金陵沒有過多的猶豫,只是說道:“嫂嫂,這肯定是沒有問題的,不過母親會不會也會受到什么樣的影響呢?如若不然用我的命換母親命也是可以的。”
謝語書終于看懂了眼前的這個毛頭小子,卻是一個十分有孝心的人。一邊的老李頭卻是一直欣賞著孩子的赤誠的心。
謝語書搖了搖頭繼續說道:“不會,你們兩個人都不會有任何事情,只不過過程有些痛苦,只要能堅持的下來,都不會發生什么意外,但若是你們中有一個人堅持不了……”
停頓在了這里,金陵也是明白的。
大約準備了一天,謝語書已經做出來一個類似于現代的皮管子。雖沒有現代那般的精細,但也是足夠用了。一邊的金陵倒是看的有些奇怪,問道:“嫂嫂,你手中的這東西到底是什么呀?”
謝語書笑著說道:“這東西是一個可以保命的東西呀。還是我脫在桃花鎮中的鐵匠做的。”
奇怪的是,金陵卻是明白桃花鎮里的人都是不一般的眼神,更加的堅定說道:“嫂嫂,您就是救我們金家的恩人,以后我一定會一直忠心耿耿地跟隨著你,還有云景。”
謝語書并沒有將他的話放在心上,只是以為小孩子家的承諾不做多余的想法。確實沒有想到這孩子今后便成為了兩個人之后的護盾。
過程很長,時間也很長,謝語書已經長達八個小時,處于高壓的狀態。一邊的金陵也是將謝語書的舉動,都刻在了心里。
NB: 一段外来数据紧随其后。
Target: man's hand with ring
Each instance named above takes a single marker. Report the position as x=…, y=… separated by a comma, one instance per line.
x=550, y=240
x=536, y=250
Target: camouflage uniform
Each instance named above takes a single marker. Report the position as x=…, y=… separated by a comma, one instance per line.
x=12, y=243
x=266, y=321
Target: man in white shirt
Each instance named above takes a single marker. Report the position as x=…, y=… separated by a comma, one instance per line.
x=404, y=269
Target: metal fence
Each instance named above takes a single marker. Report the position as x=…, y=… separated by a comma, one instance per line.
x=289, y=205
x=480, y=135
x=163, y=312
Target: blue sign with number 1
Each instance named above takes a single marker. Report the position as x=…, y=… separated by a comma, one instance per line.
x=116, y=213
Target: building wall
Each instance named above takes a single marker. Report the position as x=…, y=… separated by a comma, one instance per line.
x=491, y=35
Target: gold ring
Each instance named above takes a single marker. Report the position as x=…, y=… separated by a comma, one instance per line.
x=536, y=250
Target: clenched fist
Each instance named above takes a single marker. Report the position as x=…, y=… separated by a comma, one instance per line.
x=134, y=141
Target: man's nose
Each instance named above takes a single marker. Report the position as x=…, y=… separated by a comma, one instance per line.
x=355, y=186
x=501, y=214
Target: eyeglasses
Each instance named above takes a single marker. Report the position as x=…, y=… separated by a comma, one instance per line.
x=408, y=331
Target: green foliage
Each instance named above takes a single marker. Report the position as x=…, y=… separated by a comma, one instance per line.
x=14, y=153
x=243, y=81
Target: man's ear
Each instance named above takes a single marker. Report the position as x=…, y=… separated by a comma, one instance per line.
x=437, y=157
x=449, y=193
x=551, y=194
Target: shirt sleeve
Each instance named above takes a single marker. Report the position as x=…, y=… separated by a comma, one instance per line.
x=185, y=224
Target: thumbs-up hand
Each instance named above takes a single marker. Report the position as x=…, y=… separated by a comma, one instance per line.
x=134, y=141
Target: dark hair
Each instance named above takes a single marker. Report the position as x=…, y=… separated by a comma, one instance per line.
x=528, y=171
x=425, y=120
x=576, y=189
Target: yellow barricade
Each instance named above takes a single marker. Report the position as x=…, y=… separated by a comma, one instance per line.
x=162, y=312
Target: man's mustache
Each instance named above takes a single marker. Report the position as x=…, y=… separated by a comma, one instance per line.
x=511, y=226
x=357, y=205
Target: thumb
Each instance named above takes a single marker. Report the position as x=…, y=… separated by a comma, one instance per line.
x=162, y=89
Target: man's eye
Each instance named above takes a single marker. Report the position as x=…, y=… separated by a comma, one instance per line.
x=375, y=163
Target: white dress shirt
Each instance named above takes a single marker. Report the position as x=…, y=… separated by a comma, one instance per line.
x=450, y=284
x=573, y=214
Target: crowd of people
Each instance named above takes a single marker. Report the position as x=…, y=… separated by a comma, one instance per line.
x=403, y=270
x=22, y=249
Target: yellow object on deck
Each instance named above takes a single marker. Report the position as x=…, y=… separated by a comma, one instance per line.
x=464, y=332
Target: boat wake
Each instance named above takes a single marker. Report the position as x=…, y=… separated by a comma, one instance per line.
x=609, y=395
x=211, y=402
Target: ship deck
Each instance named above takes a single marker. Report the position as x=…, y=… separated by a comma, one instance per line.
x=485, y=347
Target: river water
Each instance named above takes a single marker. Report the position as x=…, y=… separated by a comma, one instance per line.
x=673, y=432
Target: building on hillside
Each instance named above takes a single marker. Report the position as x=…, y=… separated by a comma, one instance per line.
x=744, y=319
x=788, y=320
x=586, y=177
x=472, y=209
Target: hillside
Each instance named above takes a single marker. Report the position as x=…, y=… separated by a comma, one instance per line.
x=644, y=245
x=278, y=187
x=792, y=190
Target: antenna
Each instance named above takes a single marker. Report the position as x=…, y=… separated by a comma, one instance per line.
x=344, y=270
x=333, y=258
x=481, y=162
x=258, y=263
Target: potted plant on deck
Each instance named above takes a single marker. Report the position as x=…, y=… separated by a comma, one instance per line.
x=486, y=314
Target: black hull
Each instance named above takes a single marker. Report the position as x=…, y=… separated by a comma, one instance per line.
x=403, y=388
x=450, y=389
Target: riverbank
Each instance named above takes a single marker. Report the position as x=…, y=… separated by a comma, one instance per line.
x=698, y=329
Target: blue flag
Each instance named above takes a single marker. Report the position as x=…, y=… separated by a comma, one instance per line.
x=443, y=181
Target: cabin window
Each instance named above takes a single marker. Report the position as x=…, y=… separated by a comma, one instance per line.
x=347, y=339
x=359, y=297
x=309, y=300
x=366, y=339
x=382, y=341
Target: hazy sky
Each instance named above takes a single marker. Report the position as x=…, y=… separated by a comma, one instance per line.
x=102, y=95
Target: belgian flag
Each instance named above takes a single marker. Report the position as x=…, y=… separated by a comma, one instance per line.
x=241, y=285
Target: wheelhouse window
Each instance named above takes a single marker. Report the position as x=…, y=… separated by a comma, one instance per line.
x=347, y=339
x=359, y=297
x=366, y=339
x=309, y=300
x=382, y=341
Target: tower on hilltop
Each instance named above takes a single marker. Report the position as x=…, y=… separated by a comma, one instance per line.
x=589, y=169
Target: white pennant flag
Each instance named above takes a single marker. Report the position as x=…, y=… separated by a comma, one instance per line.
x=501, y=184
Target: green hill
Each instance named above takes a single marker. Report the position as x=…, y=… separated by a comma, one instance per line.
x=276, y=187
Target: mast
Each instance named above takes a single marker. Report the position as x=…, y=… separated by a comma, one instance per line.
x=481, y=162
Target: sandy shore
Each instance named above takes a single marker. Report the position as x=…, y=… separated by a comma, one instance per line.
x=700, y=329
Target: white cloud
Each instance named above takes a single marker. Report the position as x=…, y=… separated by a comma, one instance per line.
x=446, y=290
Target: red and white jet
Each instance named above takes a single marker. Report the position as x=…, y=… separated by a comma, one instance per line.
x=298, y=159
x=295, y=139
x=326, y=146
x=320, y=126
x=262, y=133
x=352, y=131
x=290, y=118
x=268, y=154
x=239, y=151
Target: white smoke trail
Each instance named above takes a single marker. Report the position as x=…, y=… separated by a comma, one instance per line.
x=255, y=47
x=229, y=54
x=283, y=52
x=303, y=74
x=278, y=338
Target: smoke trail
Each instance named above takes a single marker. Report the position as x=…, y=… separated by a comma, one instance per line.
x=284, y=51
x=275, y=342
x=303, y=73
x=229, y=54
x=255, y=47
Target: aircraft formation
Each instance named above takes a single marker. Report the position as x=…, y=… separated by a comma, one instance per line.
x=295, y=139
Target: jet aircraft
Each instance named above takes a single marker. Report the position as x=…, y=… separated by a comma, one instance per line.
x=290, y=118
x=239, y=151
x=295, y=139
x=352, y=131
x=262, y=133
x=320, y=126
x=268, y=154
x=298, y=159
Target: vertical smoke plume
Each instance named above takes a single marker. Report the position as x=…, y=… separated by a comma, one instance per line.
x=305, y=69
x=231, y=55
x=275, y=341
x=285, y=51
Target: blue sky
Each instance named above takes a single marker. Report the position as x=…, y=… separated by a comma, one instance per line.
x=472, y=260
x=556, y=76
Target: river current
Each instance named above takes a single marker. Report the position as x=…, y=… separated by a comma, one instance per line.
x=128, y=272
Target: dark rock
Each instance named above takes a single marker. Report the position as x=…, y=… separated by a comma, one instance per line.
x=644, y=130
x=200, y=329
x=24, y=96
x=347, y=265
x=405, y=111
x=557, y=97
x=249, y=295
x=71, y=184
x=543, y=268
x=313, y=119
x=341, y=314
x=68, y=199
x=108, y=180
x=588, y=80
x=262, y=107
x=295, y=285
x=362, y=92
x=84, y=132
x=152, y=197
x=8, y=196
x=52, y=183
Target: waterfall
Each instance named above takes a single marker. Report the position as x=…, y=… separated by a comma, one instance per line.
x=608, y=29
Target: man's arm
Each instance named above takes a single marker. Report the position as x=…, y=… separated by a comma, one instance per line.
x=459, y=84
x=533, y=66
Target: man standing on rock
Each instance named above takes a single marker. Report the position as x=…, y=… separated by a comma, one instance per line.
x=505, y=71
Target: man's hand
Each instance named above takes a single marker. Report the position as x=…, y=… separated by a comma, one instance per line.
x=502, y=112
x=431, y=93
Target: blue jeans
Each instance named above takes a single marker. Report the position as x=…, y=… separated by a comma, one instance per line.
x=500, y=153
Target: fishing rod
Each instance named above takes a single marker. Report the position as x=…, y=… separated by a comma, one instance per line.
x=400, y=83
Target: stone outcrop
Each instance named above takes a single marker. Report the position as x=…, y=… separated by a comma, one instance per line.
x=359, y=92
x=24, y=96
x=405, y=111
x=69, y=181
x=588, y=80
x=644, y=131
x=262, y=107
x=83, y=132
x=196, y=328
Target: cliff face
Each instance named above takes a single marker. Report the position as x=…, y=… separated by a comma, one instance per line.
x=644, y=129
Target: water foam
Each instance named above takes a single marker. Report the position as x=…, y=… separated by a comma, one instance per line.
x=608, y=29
老李頭自然是能跟得上謝語書的手法的,只不過這樣難得的手法還是頭一次看得見的。謝語書看著一邊的老李頭,也是隨著自己忙碌了三天三夜。
轉過頭笑著對老李頭說道:“師父,這一次又讓你老人家受苦了。”
到了第四天早晨,手術成功后,謝語書終于暈倒在了地上,而這金家夫人倒是仍然在床上昏迷不醒,金陵聽到了老李頭的解釋,也是放下了心。